Public safety would be enhanced by establishing certification and training standards for emergency dispatchers, under legislation heard today by the Senate State Government & Elections Committee.

“Right now, standards and practices vary across the state,” said Sen. Kevin Van De Wege (D-Sequim), who is also a career first responder. “I don’t know that anyone’s doing a poor job, it’s just that everyone’s doing it differently. Standardizing practices across our state would make for more consistent and efficient communications.”

Van De Wege’s Senate Bill 5555 would establish a certification board in the state’s Enhanced 911 Coordination Office to create a certification and training program for public safety telecommunicators across the state. The program would develop and share consistent forms and procedures, and would require registration and certification for telecommunicators.

“I have the good fortune to work with dispatchers on a fairly regular basis, and they’re really critical parts of our emergency response for all the citizens we serve,” Van De Wege said. “A dispatch center can hire a dispatcher and have no idea what they’re getting. Right now, there’s no minimum requirement for training or call handling. People deserve to receive the same level of response no matter where they call in our state.”

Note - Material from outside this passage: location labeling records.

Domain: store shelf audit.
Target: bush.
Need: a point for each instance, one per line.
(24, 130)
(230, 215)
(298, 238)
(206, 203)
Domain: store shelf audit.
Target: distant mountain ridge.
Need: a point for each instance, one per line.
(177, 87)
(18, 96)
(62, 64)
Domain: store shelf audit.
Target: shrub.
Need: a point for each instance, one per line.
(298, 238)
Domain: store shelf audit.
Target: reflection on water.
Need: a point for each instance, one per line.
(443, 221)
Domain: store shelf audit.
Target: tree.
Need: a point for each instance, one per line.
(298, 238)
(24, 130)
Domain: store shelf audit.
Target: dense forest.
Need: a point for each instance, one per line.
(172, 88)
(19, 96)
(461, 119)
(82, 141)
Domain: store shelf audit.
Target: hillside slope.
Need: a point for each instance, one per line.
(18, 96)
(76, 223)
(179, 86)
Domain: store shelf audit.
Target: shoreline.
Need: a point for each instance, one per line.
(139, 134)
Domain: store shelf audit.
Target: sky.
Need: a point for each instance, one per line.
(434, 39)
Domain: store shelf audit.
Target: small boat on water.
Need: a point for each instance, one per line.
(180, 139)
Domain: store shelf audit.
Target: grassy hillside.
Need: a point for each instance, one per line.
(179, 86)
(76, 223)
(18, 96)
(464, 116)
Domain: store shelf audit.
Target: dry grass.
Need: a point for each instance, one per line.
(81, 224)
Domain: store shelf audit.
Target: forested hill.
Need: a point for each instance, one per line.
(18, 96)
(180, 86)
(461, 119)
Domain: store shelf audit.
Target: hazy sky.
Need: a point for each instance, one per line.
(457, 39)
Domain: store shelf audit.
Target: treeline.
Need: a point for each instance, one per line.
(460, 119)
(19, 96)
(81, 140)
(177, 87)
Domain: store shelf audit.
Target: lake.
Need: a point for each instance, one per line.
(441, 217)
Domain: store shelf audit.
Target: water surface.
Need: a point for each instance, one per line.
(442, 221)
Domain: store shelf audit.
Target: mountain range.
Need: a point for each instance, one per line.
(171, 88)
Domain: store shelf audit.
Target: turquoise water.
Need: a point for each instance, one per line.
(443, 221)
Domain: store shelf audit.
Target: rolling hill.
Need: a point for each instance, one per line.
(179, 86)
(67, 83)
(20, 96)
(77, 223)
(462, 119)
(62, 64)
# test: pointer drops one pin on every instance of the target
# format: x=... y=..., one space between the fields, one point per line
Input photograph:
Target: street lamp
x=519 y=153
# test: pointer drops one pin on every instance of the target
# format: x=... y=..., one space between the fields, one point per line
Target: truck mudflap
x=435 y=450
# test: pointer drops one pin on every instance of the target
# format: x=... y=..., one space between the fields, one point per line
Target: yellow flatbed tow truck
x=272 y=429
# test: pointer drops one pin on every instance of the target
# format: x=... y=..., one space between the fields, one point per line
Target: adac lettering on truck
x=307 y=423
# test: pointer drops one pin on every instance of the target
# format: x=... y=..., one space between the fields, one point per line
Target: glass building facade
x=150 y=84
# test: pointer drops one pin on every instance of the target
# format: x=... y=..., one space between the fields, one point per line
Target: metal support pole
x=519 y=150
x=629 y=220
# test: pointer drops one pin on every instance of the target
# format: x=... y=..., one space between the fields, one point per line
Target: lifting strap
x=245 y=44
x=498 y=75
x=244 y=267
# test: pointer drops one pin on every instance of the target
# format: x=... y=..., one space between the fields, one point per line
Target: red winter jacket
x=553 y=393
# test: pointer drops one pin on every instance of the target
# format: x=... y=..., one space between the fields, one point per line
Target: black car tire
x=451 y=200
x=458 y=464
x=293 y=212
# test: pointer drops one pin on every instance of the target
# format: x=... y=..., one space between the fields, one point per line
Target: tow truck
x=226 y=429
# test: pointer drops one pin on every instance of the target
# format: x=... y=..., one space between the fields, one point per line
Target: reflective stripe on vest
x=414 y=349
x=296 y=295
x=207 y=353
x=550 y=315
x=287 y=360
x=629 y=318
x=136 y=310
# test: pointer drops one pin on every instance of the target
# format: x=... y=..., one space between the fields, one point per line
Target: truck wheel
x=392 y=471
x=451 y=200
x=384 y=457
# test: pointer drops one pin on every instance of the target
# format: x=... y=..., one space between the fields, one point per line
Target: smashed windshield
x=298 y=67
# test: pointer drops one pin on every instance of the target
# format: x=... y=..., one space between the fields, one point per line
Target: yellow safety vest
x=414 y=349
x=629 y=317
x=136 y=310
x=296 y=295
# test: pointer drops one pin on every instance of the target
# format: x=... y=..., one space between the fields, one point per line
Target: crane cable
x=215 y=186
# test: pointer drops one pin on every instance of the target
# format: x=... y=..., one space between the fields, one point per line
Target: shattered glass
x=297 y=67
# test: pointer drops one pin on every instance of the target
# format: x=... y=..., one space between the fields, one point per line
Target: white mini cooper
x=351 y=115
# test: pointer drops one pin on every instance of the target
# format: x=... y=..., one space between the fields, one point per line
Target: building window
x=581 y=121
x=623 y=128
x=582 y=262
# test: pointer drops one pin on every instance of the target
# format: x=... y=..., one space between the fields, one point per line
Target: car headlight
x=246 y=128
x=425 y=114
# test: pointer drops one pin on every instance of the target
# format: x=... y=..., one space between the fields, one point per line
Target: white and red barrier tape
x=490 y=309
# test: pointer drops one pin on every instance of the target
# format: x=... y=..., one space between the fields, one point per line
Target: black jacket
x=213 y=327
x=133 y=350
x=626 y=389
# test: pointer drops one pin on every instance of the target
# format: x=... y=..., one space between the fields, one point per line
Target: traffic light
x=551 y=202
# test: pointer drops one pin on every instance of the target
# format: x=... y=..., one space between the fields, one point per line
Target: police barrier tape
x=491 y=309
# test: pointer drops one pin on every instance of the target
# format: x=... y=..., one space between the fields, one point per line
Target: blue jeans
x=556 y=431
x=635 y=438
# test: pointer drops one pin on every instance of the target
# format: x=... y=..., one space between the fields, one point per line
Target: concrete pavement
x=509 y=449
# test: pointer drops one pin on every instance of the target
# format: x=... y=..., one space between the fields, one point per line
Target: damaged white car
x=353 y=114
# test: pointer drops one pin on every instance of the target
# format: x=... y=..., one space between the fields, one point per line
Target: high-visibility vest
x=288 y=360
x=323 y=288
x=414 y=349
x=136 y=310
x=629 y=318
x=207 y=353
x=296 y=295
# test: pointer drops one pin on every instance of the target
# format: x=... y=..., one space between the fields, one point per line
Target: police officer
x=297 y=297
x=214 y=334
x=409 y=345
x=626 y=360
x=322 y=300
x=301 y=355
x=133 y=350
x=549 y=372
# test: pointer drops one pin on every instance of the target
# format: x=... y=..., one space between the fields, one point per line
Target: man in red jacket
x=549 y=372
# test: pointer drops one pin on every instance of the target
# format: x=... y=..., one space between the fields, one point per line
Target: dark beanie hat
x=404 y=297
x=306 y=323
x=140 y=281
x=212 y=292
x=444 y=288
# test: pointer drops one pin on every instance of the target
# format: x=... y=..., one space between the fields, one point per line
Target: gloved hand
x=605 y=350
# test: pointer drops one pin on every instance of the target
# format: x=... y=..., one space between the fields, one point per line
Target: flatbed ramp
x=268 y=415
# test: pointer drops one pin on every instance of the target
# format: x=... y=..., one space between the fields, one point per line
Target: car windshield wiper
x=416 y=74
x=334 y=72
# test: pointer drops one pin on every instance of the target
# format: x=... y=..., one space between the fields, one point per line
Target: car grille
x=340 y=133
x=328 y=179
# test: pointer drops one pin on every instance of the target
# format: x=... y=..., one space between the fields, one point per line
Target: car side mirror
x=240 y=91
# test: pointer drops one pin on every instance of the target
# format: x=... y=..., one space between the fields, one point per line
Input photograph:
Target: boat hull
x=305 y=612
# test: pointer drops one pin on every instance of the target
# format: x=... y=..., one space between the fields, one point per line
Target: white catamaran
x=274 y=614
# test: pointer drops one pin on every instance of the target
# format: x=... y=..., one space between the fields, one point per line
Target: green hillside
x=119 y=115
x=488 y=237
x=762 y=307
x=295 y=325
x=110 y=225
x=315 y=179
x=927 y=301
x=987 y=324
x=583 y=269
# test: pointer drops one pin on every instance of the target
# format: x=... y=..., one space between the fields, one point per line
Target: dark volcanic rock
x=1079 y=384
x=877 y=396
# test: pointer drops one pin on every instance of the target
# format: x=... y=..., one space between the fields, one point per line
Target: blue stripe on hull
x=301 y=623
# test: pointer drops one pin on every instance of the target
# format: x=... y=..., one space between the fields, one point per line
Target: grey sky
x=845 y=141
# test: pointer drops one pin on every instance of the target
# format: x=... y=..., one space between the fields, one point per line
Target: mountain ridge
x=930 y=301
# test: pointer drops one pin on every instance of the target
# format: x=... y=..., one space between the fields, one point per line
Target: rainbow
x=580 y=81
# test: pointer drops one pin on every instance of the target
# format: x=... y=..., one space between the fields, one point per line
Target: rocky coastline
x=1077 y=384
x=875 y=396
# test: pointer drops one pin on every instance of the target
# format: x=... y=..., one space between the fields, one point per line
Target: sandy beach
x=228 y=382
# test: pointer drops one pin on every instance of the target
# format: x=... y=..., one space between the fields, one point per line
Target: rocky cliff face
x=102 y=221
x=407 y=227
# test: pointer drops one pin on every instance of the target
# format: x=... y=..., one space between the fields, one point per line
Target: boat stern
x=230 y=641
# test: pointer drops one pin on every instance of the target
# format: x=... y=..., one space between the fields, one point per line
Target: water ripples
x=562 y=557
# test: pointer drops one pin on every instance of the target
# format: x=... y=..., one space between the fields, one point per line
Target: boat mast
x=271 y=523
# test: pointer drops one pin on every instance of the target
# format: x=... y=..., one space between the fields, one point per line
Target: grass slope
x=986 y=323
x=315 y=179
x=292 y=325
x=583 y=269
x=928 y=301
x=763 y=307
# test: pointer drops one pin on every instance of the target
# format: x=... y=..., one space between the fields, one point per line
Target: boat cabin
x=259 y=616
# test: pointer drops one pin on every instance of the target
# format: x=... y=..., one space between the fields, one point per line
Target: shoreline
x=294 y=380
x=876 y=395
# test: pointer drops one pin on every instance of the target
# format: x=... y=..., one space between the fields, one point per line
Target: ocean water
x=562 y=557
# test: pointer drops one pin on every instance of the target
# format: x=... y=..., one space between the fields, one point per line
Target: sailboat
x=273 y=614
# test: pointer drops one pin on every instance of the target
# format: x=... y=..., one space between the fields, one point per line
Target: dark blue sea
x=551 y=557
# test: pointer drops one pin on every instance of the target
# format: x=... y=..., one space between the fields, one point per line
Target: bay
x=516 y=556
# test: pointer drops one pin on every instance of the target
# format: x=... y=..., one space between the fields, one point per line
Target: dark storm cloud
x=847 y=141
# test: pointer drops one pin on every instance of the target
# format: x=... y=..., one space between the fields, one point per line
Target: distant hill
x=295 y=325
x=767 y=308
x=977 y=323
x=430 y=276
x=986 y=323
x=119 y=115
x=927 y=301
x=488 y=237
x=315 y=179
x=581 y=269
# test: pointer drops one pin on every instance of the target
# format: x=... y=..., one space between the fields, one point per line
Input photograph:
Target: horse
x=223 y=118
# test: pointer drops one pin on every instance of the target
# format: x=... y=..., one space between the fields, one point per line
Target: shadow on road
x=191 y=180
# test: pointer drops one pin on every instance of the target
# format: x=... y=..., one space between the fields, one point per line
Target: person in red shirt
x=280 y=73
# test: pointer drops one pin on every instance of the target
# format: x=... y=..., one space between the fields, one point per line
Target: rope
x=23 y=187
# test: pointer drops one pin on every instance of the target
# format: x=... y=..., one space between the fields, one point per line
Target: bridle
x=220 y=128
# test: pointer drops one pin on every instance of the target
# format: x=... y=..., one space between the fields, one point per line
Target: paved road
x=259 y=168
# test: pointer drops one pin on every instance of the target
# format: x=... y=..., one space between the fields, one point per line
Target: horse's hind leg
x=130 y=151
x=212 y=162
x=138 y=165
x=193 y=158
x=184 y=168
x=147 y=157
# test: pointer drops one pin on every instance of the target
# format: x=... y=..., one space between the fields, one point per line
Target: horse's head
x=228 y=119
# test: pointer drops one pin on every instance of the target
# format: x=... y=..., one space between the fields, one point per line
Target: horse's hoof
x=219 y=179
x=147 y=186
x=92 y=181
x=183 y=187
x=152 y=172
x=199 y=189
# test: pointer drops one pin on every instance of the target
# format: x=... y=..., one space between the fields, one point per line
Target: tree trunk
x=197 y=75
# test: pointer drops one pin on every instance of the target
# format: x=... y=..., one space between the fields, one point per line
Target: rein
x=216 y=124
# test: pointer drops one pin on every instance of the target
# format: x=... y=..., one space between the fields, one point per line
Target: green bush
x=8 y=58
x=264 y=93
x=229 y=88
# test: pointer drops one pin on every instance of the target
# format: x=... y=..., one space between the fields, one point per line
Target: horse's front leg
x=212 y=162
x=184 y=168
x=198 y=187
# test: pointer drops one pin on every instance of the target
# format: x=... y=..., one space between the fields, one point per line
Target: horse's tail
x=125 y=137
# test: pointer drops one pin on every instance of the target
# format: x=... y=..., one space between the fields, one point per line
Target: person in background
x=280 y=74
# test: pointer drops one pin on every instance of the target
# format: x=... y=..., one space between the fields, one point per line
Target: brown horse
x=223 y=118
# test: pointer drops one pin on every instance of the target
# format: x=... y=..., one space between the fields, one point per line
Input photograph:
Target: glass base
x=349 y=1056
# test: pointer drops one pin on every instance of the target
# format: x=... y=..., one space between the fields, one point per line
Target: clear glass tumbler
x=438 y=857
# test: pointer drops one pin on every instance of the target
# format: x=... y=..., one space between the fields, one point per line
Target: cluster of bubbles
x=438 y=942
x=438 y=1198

Van De Wege said expectations for dispatchers are as varied as their experience. Some are required to juggle multiple jobs and tasks in addition to fielding emergency calls. SB 5555 would not only raise standards for telecommunicators; it would increase regard for the vital role they play in emergency response across the state, he said.

“Dispatchers have a very stressful job and deal with incredibly traumatic situations,” he said. “They should be better respected and valued, and establishing consistent standards across the state would go a long way toward achieving that.”